February 7, 2010
Posted by Shawn Bowers
The Ultimate Riddle
Batman had him backed into a pretty tight corner, but the Riddler, being the Riddler, always had a Plan B.
“Alright, Batman. Listen up. If you can’t solve this riddle, I’ll detonate that entire steam train full of women!”
Batman said nothing in a really menacing way, but he also looked thoughtful. Like real “brain-working” thoughtful.
“Riddle me this,” the Riddler said with a cackle. “Why did the chicken cross the road?”
Batman let it sit for a moment.
“Ummm…hm. Okay,” he said, coughing a little. “Excuse me. Hang on. Why did the…chicken? Cross the road? Hurm. Uhhhh…no, hang on. Was his brother on the other side? Wait wait wait, no no no, don’t blow it up, that’s not my real answer. Guhhh, think! You got this, Batman. Chicken. Road. Chickenroadddd…that didn’t work. Can I use scrap paper? I’m going to use scrap paper, that’s not cheating.
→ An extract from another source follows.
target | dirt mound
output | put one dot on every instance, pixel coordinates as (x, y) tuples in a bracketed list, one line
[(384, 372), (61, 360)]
Okay, there’s a chicken and…a…road. Draw the line across there…chicken’s over there…hm. Jesus, what the hell is this riddle? This thing is a doozy! Can I ask questions? Okay, no, I can do this. The chicken technically shouldn’t be by a road because it’s a coop bird, which means someone…left it? But why is it crossing? Is that philosophical? Is the chicken dead and you mean it’s crossing into the afterlife? That’s probably too morbid. Ugh! This riddle! Ummm…okay, I’m going to go with…uh…”
Batman bit his thumb and squinched his eyebrows.
“The chicken was…getting lunch?”
Two hundred and fourteen women were found dead next to a bunch of burning hot steel train scraps later that morning.